Indeed, the misdeeds on display in Ferguson almost seemed to respond to Obama’s address.
“The president pointed out that progress could not be made by ‘throwing bottles’ or ‘smashing car windows,'” the conservative Daily Caller pointed out. “However, simultaneous Fox News cameras showed protesters rocking a police car back-and-forth in a split-screen alongside the president’s comments.”
The New Yorker’s Philip Gourevitch was unmerciful.
“Split screen: Obama’s extremely tepid call for calm & ferguson street flaming,” he tweeted. “And he says negative reaction ‘will make for good TV.'”
Obama has fallen victim to the split-screen shot before — albeit in a very different form — during his first 2012 debate with Republican opponent Mitt Romney, where he looked disengaged as Romney spoke. It’s a trope of cable news that presidents — and candidates — loathe.
After his disastrous performance in Denver, Obama staged a comeback. “This is on me,” he said — but other presidents have pointed fingers at the media after a split-screen ambush.
George H.W. Bush staged perhaps the most memorable battle against the split-screen 25 years ago. On Dec. 21, 1989, networks aired video of the president laughing with reporters alongside images of bodies of U.S. Marines killed in Panama.
No. 41 was not happy.
“‘I got a lot of mail after the last press conference,'” Bush said in 1990, as the Chicago Tribune reported. ” … ‘I had some calls because when I was speaking here in this room juxtaposed against my frivolous comments were some-a split-screen technique that showed American lives, the bodies of dead soldiers in caskets, dead soldiers coming home.’

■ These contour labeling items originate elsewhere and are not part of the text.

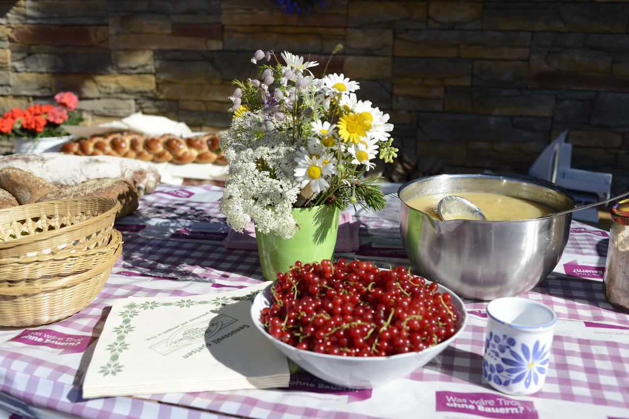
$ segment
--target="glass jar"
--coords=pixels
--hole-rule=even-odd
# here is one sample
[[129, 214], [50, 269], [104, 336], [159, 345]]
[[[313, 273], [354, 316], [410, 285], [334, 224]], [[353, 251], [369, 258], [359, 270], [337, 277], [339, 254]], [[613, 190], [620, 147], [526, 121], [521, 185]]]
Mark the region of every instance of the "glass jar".
[[611, 305], [629, 311], [629, 199], [612, 207], [611, 219], [603, 289]]

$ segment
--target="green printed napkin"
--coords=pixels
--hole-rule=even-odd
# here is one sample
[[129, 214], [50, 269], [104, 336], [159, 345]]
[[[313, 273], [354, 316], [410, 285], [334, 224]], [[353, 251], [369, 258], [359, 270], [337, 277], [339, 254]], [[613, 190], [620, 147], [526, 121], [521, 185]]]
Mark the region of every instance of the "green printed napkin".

“His voice filling with emotion, Bush said, ‘They thought their president, at a solemn moment like that, didn`t give a damn, and I do, I do.’ Bush appealed to the networks to warn him in the future when use of the split-screen technique is anticipated.”
Indeed, images of bodies returning to Dover Air Force base were banned in 1991 — for the next 18 years.
Underlying any criticism of a split-screen moment is an incontrovertible fact: Commanders-in-chief are not the ones directing news broadcasts. They can control what they say — they can’t control the optics.
The National Journal seemed inclined to give Obama a break.
“In truth, there was little that Obama, or anyone in his position, could do,” the Journal wrote. “The tension had been building for days — and few on the streets were paying any attention to the president.”